Sent from my iPhone using Tapatalk


----------



## GROUPERKING (Sep 28, 2011)

Permit


----------



## Jibber (Mar 29, 2014)

travhale said:


> Jibber, take a look at the fin alignment, a permits dorsal and anal fin will be very close to perpendicular to each other. On a pompano, this is not the case, as the anal fin will be more posterior to the dorsal fin. Also, the fin lengths of both the dorsal and anal fin can be good clues when trying to identify the fish. They are generally longer with a more pronounced backwards sweeping orientation on the permit. So, looking at this fish, I have to go with it being a permit.
> 
> 
> Sent from my iPhone using Tapatalk


Gotcha:thumbsup: I let the color and head slope lead me in the wrong direction. However, now that you point it out it does appear pretty obvious the fin(s) are the obvious indicator. Thanks for your time and explanation!

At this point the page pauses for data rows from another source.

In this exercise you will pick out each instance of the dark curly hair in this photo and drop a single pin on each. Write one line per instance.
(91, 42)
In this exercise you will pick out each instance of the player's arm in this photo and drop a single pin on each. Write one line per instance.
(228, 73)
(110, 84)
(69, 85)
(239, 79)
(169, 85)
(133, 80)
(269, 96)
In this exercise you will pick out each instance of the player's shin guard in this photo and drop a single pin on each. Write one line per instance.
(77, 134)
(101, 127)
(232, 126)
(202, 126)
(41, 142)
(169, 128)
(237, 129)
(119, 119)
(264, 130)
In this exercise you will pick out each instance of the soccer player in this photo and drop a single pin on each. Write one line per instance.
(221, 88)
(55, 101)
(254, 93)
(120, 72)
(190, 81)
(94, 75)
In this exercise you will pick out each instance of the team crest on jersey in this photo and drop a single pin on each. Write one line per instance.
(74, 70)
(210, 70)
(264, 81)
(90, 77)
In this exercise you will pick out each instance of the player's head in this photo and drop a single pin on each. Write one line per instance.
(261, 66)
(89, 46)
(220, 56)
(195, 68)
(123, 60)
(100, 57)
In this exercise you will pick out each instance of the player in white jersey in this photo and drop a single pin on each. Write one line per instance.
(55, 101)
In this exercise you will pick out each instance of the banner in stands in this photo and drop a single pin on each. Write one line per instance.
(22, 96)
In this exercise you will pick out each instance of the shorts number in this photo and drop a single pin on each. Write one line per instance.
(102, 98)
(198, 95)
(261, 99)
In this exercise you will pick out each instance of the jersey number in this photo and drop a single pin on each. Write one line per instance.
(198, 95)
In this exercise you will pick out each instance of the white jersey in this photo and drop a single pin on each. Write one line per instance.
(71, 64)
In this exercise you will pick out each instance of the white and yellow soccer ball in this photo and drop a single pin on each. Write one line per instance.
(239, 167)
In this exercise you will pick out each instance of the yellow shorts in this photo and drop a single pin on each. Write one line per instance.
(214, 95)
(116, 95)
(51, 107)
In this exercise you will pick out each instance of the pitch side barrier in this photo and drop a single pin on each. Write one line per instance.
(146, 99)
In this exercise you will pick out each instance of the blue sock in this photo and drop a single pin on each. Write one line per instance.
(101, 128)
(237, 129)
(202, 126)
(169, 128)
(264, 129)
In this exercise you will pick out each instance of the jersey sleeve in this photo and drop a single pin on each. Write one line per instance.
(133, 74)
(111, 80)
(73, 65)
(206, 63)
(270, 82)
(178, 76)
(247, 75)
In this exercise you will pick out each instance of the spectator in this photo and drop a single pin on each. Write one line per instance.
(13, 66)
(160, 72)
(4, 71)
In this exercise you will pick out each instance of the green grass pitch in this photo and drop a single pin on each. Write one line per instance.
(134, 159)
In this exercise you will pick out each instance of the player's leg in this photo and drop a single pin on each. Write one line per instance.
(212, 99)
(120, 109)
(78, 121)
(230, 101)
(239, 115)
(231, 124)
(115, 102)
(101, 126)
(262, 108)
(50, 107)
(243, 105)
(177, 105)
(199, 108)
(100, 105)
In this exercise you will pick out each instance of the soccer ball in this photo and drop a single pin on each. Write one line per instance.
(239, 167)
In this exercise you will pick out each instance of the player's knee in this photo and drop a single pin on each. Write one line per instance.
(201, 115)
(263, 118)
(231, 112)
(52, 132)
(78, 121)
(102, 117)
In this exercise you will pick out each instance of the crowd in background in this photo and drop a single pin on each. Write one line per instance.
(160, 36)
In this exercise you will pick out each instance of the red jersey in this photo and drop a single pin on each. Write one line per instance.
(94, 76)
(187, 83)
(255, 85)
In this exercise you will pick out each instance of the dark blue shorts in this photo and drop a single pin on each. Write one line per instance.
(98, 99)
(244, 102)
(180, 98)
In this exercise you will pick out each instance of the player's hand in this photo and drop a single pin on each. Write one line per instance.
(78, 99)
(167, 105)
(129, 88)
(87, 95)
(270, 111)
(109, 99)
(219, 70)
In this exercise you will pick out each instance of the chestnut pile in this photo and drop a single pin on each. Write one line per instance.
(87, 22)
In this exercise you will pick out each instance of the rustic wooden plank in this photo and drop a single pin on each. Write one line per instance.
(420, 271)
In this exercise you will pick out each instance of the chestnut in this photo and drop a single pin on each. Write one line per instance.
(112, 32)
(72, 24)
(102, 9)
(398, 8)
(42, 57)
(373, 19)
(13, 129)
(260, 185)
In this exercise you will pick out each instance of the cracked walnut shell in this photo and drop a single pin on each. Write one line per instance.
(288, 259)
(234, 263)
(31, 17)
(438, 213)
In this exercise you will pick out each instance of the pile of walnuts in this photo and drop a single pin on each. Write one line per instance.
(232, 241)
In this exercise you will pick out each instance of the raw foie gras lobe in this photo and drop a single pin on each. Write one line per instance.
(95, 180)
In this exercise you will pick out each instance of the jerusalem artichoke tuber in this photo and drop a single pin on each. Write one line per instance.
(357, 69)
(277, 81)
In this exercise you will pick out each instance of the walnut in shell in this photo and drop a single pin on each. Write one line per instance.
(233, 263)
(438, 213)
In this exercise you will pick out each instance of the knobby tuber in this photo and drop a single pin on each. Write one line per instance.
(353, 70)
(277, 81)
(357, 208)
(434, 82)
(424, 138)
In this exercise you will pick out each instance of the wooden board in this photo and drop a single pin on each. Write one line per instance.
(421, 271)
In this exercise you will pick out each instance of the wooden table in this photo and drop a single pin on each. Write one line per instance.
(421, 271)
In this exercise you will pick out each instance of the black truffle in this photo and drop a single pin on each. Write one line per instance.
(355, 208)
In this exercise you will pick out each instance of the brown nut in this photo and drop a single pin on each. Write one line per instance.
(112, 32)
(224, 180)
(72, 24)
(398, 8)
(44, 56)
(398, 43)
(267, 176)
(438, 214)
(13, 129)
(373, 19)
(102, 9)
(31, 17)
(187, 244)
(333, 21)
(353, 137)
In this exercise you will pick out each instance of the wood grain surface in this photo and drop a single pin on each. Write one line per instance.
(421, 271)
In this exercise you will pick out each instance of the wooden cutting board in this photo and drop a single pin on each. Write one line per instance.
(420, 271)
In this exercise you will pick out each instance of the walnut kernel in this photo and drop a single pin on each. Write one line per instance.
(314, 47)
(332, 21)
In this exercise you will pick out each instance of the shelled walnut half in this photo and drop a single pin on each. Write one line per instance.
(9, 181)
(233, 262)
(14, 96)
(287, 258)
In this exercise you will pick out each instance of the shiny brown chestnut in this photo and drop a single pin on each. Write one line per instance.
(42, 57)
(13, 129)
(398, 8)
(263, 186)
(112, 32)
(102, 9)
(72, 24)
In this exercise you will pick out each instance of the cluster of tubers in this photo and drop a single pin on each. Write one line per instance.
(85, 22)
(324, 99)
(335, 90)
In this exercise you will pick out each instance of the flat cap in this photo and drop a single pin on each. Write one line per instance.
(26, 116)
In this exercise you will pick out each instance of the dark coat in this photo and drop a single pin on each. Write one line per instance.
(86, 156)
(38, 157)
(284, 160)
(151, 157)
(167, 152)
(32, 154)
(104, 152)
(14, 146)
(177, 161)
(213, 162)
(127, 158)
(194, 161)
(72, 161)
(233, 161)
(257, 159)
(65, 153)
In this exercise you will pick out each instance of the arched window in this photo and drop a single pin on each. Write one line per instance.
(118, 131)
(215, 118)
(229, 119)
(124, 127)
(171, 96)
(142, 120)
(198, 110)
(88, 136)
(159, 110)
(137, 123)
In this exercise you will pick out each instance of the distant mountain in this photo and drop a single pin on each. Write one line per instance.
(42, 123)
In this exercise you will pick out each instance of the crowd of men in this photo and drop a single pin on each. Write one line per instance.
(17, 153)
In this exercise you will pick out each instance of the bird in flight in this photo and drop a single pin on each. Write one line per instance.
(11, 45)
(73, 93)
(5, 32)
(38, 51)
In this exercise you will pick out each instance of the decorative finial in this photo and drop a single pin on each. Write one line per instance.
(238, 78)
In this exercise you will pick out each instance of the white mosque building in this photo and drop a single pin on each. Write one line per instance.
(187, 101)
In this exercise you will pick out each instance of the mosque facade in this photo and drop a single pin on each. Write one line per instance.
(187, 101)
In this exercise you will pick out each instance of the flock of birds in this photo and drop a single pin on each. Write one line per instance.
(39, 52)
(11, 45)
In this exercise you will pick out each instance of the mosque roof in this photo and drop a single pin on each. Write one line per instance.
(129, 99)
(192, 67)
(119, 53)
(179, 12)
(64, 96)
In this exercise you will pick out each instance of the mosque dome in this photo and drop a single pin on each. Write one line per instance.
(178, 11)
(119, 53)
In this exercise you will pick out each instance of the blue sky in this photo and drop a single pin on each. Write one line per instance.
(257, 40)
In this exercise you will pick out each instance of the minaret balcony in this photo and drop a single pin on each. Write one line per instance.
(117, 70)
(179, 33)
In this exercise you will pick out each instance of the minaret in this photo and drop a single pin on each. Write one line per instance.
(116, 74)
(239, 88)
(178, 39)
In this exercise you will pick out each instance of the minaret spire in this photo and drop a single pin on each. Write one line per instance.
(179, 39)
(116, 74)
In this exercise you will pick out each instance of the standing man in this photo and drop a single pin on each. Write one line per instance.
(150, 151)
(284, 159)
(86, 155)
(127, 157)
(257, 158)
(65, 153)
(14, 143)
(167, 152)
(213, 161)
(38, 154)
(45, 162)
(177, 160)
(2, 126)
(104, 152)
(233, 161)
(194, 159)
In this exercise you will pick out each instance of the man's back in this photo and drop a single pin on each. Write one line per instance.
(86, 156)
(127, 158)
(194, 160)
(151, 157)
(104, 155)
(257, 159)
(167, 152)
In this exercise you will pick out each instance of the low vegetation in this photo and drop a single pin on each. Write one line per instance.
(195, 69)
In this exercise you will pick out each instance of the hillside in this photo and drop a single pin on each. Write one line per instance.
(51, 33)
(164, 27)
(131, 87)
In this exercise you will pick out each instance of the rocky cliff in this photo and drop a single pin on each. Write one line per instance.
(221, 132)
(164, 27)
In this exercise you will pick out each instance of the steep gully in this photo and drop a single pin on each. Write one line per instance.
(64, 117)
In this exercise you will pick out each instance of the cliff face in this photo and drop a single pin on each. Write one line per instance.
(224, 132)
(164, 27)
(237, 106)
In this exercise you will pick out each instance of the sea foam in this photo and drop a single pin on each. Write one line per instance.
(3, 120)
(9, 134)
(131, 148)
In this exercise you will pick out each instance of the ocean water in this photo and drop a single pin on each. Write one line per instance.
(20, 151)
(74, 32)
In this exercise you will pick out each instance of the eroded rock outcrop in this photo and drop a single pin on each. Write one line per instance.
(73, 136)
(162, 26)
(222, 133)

NKlamerus - didn't mean to hijack your thread. Great to see your young nephew spending a Saturday evening fishing(and catching)!!


----------



## NKlamerus (Jan 4, 2016)

Thanks y'all! No problem, good learning experience I've never handled a permit before.

Had 3 kids under 12 and 3 adults on a 17' boat was not fun for me but they enjoyed it lol


----------



## NKlamerus (Jan 4, 2016)

My nephew with his catch


----------



## Jibber (Mar 29, 2014)

NKlamerus said:


> Thanks y'all! No problem, good learning experience I've never handled a permit before.
> 
> Had 3 kids under 12 and 3 adults on a 17' boat was not fun for me but they enjoyed it lol


Understand all too well! I catch myself becoming a little frustrated when I have the little turkeys in the boat. As long as those smiles keep coming its worth all the bites in my tongue at the end of the day.
No wonder my Dad has a speech impediment now:whistling:


----------



## juneypascual (Apr 4, 2017)

permit long dorsal fin and long slope anal fin

Sent from my SAMSUNG-SM-G935A using Tapatalk


----------